L'histoire : Sutter Cane est l'écrivain le plus populaire du moment. Spécialisé dans le roman d'épouvante, ses lecteurs lui vouent un véritable culte. Son dernier roman, L'Antre de la Folie doit sortir incessamment mais l'écrivain à disparu, son manuscrit avec. La maison d'édition Arcane envoie alors un détective sur les traces du romancier, John Trent. Le détective va alors s'apercevoir que le cauchemar et la folie meurtrière sont devenus les affres de la réalité.

 

" Luis Bunuel rencontre H.P.Lovecraft. Sam Neill dans le rôle de Philip Marlowe. Des touches de Hawks : le héros qui se tire le lobe de l'oreille, sa façon de fumer sans arrêt. Un film d'horreur adulte. Un cousin éloigné de Prince des Ténèbres, mais avec davantage d'humour. J'enchaîne sur le remake du Village des Damnés. Au moins, je peux payer ma nouvelle piscine. " Première 215.

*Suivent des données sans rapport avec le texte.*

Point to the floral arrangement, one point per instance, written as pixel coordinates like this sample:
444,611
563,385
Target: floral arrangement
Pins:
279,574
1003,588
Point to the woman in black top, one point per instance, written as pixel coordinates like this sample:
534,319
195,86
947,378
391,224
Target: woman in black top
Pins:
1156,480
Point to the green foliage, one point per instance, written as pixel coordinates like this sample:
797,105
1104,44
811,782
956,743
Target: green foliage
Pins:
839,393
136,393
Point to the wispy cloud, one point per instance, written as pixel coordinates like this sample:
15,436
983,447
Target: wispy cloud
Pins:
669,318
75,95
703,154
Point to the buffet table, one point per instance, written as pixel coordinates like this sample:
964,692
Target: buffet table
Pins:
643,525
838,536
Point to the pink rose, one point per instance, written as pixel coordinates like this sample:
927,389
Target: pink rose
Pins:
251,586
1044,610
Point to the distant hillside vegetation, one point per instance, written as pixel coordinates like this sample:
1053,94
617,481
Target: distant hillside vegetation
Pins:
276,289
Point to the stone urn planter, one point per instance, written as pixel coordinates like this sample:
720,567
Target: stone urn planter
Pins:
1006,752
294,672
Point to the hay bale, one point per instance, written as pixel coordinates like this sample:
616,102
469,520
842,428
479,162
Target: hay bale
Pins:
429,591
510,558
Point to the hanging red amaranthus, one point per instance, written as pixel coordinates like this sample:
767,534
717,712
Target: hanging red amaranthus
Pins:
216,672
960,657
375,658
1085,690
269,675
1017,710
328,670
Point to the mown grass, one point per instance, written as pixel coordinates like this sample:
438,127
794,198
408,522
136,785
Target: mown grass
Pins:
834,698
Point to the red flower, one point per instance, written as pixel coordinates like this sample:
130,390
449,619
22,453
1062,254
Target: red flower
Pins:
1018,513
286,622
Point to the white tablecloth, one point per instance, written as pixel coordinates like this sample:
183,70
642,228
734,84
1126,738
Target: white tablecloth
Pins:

13ème film… Carpenter décide de mettre un coup de pied au cul au genre qu'il affectionne. Pour lui le cinéma fantastique est en train de crever. Entre son homme invisible, qui fut un retentissant échec au box office, et ce film Carpenter est allé faire un tour du coté de la télévision pour y réaliser Body Bags, un film à sketch. Il a vu le Dracula de Coppolla, dont il avait pendant un temps été pressenti pour le réaliser, et n'y trouve rien de nouveau. Quelques plans à sauver et c'est tout. Il a besoin de montrer que le cinéma fantastique n'est pas mort et que l'on peut encore foutre la trouille aux gens si l'on a une bonne idée et un peu de talent. Dès les premiers jours de tournage à Toronto en août 93, les rumeurs les plus folles commencent à circuler. Ce serait le 2001 du film d'épouvante, le film définitif sur le genre. Le dernier épisode d'une trilogie amorcée avec The Thing et Prince of Darkness. Des films sombres, sans happy-end.
Au départ, se trouve un jeune homme de 28 ans, Michael De Luca, qui avait entre autre signé l'histoire du 6ème Freddy et qui avait un poste important à la New Line. De Luca fini le script et ce dernier passe alors de mains en mains, dont celle de Mary Lambert qui sort juste du succès de son Pet Sematary (Simetierre) d'après Stephen King, jusqu'à ce qu'il tombe entre celles expertes de John Carpenter.
Pour Carpenter, l'écrivain Sutter Cane est le Lovecraft des années 90, beaucoup de privates jokes sont d'ailleurs insérées dans le film pour rendre hommage à l'écrivain (le nom de la vieille dame de l'hôtel est le même que dans le roman Pickman's Model par exemple).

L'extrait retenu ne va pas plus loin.